Lieber Herr College,
Für die freundliche Zusendung Ihrer Rede[1] habe ich Ihnen leider immer noch nicht gedankt. ich thue es um so herzlicher, je mehr ich mich darüber in jedem Betracht gefreut habe – erstens, daß Sie diese Eröffnungsrede des neuen Vereins zu halten hatten und gehalten haben – zweitens wie Sie es gethan haben. Der Fortschritt Ihrer principiellen Untersuchungen zu den entscheidenden Puncten tritt darin deutlich hervor. Die Anknüpfung an den Begriff der allgemeinen Werthe ist, wie Sie wohl denken werden, meiner eignen Auffassung durchaus sympathisch: sehr lustig | ist es mir gewesen, wie Sie damit den Historikern in feinster Form, ohne sie mit den Schreckbildern der Philosophie zu ängstigen, doch die Einsicht eingeflößt haben, daß sie die letzte Begründung auch ihrer sachlichen Nomen von der „kritischen Untersuchung der allgemeingültigen Werthe“ zu erwarten haben.
In dieser Hinsicht ist es nun ein Punct, über den ich mich gern mit Ihnen aus einander setzte.

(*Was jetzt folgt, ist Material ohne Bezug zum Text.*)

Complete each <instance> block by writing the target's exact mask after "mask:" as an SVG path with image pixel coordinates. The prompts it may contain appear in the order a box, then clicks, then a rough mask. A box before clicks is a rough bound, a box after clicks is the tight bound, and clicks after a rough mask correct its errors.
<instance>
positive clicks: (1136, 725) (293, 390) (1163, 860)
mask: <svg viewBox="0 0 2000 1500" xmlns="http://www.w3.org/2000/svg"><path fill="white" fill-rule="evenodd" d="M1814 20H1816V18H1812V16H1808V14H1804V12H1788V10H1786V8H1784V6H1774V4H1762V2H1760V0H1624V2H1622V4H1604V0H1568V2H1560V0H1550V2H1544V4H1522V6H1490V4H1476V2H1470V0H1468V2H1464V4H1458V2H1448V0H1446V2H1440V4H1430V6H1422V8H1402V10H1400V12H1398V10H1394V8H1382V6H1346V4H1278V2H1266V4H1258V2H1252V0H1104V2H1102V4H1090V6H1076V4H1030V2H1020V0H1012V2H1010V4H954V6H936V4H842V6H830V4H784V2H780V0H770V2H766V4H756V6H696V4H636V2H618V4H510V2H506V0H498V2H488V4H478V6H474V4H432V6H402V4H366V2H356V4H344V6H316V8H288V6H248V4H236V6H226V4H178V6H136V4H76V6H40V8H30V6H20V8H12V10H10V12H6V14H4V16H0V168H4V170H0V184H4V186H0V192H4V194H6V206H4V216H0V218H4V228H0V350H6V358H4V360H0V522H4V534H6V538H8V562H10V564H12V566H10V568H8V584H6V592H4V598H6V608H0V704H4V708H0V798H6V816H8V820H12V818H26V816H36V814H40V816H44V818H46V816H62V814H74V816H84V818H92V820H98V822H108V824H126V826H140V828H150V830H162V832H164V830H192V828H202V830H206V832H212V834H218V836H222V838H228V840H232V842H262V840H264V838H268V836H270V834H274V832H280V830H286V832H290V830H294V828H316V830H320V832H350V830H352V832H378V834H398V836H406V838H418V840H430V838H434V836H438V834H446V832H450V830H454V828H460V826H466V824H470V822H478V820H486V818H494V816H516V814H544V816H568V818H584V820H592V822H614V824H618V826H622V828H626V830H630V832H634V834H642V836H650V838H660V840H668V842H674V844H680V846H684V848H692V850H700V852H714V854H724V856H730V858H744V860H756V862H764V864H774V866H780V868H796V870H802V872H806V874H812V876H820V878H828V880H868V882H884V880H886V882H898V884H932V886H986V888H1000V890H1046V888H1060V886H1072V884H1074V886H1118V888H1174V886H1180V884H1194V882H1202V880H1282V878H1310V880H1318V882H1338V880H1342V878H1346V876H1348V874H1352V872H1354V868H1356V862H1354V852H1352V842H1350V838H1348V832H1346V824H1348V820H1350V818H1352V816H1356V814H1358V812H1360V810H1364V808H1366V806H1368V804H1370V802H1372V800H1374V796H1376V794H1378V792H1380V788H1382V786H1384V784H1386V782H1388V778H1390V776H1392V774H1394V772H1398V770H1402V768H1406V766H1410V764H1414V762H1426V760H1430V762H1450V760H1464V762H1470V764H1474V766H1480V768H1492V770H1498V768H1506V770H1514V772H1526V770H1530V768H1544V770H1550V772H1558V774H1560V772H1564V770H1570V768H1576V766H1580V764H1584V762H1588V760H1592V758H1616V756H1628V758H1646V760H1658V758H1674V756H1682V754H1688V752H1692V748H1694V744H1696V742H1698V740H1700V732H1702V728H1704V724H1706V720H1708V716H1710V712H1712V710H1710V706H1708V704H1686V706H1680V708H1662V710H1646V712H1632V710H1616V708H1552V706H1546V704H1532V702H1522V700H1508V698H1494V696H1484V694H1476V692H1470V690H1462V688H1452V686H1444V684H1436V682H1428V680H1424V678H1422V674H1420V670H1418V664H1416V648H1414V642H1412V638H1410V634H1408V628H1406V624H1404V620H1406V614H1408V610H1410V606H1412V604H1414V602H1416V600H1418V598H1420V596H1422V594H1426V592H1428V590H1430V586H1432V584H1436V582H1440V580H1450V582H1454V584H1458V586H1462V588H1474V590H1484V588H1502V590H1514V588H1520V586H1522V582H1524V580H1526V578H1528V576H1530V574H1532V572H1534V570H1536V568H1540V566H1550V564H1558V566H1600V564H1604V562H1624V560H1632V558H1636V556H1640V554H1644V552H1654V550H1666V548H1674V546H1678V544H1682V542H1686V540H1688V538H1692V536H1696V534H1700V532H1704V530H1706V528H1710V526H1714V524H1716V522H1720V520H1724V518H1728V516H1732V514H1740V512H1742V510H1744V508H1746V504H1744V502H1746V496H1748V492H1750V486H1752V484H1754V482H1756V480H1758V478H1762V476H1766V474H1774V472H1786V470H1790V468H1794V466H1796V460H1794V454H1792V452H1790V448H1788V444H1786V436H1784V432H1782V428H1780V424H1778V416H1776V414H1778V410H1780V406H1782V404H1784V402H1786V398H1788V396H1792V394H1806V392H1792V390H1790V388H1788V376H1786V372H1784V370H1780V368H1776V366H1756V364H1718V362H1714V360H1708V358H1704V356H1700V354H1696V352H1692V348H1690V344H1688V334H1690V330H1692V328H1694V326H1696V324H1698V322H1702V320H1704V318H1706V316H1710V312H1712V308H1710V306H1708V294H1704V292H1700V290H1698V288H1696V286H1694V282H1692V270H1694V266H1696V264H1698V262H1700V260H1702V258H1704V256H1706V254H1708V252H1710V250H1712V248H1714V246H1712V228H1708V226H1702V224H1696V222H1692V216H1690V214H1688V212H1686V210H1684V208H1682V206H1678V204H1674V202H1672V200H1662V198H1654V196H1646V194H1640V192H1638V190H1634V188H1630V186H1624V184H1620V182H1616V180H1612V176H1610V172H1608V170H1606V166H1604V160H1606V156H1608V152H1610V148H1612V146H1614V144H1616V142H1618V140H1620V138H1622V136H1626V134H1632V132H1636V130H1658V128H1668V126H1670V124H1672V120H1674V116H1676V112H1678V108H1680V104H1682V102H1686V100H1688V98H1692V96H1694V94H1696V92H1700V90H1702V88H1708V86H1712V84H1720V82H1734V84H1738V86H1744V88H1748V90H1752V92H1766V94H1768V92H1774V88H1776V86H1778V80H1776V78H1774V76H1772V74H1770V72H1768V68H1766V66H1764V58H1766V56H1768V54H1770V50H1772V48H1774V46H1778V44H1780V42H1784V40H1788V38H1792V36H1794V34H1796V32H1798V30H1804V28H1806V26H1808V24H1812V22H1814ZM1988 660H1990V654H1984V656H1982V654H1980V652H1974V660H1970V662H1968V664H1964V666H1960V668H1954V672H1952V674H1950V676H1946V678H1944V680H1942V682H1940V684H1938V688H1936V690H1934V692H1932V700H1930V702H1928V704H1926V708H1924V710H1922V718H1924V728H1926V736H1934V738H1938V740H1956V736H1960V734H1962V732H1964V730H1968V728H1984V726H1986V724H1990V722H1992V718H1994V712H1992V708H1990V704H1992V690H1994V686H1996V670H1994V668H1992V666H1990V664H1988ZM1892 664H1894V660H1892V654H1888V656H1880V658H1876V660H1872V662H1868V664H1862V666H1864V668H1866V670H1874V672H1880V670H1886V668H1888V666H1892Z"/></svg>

Es scheint mir nämlich hier etwas Aehnliches zu befürchten, wie Sie es hinsichtlich der psychologischen Grundlage der historischen Dicsciplinen – ganz auch meiner Ansicht entsprechend – ausgeführt haben. Der Kulturwissenschaftler braucht | immer Psychologie; aber er kommt ohne die nomothetische Disciplin für seinen Hausgebrauch mit der Psychologie des Tacts und der Menschenkenntniß aus. Er braucht ähnlich immer Werthprincipien für die teleologische Begriffsbildung: wird er nicht hierin darauf pochen, daß er (auch das dürfte gerade für die großen Historiker gelten) bisher erfolgreich mit den Werthungen des Tacts und der Lebenskunde ausgekommen ist, ohne ihrer begrifflichen Formung und Begründung zu bedürfen? Und wenn ihm erwidert wird, daß Logik, Methodologie und Erkenntnißtheorie eben die Aufgabe haben, diese „selbstverständlichen“ Voraussetzungen zu analysiren, zu formen und zu begründen – wird dann nicht dieselbe Anforderung | nach der psychologischen Seite als berechtigt anzuerkennen sein?
Vielleicht haben wir nächster Tage Gelegenheit darüber zu reden. ich soll ja am Samstag den Goethevortrag[2] halten, bleibe auch Sonntag in Freiburg und werde jedenfalls an einem von beiden Tagen, Sonnabend Nachmittag oder Sonntag Vormittag, bei Ihnen vorsprechen.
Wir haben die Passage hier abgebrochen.